Obra da Geraçã Humana. Uma Bella Moralidade Quinhentista
«(…) Uma opinião nos atrevemos, desde já, a emitir: poderá a autoria
gil-vicentina do Auto ser controversa, e até legitimamente impugnada por alguns,
por faltarem, até hoje, argumentos inequívocos em sua defesa; tudo isto não
significará, porém, que a Obra da Geraçã humana haja de
pertencer a algum daqueles autores que viveram das varreduras do Mestre, na saborosa e inigualável expressão do
Soropita. No Auto não faltam dons artísticos, nem intensidade poética,
religiosidade, nem sequer erudição, requisitos estes em geral arredios da quase
totalidade da produção dramática dos epígonos, impropriamente chamados discípulos de Gil Vicente. Mas serão os
caracteres antes apontados factor indicativo de autoria gil-vicentina, ou
deveremos antes abraçar a conclusão formulada por Teófilo Braga em 1898, se bem que alicerçada em débil argumentação? É pois o Auto da Geração Humana uma imitação de Gil Vicente por autor
contemporâneo do poeta, e que já nesse tempo se considerava famoso.

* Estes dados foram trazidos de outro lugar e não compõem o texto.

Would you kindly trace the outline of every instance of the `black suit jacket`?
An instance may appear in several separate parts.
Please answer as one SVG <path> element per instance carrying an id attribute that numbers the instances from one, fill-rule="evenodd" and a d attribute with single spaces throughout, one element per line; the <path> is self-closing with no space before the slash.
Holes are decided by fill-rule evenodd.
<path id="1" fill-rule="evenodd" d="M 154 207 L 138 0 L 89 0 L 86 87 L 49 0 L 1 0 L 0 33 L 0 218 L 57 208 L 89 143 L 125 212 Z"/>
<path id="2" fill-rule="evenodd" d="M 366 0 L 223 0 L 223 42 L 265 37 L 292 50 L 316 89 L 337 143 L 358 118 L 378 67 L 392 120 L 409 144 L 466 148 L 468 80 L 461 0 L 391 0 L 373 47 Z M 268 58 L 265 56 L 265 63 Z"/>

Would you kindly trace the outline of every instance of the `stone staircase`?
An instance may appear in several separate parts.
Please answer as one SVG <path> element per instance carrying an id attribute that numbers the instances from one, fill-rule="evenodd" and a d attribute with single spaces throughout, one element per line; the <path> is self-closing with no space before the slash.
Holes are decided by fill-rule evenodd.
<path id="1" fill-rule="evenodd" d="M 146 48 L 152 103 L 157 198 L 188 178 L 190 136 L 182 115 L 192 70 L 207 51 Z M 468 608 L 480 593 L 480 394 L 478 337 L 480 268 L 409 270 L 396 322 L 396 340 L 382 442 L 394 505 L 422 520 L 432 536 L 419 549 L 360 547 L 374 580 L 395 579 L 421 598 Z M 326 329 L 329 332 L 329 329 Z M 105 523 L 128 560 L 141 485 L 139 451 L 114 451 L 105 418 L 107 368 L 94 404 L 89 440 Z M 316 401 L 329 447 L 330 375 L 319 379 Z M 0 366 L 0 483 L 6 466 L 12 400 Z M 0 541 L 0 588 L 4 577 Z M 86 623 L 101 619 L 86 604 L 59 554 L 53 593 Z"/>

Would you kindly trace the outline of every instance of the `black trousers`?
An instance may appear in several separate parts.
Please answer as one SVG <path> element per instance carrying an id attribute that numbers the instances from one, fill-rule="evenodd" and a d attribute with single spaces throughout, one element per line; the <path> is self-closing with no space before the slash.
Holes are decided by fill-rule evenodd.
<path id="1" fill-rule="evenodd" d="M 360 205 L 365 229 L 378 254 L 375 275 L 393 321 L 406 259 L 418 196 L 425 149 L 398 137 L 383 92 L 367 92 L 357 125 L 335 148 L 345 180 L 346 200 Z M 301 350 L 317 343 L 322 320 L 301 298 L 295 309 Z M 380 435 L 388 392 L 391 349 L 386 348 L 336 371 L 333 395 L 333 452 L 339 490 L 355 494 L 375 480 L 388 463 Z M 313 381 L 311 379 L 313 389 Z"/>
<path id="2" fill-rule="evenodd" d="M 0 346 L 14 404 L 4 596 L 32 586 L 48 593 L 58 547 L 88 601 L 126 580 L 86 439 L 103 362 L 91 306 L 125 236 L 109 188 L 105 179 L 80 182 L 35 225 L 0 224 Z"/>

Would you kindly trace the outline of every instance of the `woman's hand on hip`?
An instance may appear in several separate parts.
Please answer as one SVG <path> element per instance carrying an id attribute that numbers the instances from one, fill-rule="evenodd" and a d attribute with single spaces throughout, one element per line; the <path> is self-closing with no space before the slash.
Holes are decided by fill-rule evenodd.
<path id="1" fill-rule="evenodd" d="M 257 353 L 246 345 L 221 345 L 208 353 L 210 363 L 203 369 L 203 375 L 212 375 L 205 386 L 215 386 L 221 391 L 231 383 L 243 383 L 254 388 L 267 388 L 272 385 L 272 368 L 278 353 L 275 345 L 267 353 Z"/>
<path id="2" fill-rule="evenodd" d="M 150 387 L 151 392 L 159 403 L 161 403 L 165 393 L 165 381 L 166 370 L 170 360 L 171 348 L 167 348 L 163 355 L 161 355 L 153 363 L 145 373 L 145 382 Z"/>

Em relação ao Auto de Deos Padre, Justiça e Misericordia,
Obra novamente feita, também
envolvido nesse pleitear da autoria pró-vicentina, a estrofe sotoposta à portada
dá margem a larga reflexão e a sérias dúvidas, no que respeita à possível
intervenção de Gil Vicente:
A qual obra vay enmendada
por huü muy famoso autor
que ate aqui andava errada
de mentiras atestada
sem ter nenhuü valor.
Se se pretender estabelecer um confronto, reconhecer-se-á que bem
diferente é o que se diz no conhecido colofão: Autos das Barcas que
fez Gil Vicente per seu (sic) mão. Corregido e impremido por seu mandado.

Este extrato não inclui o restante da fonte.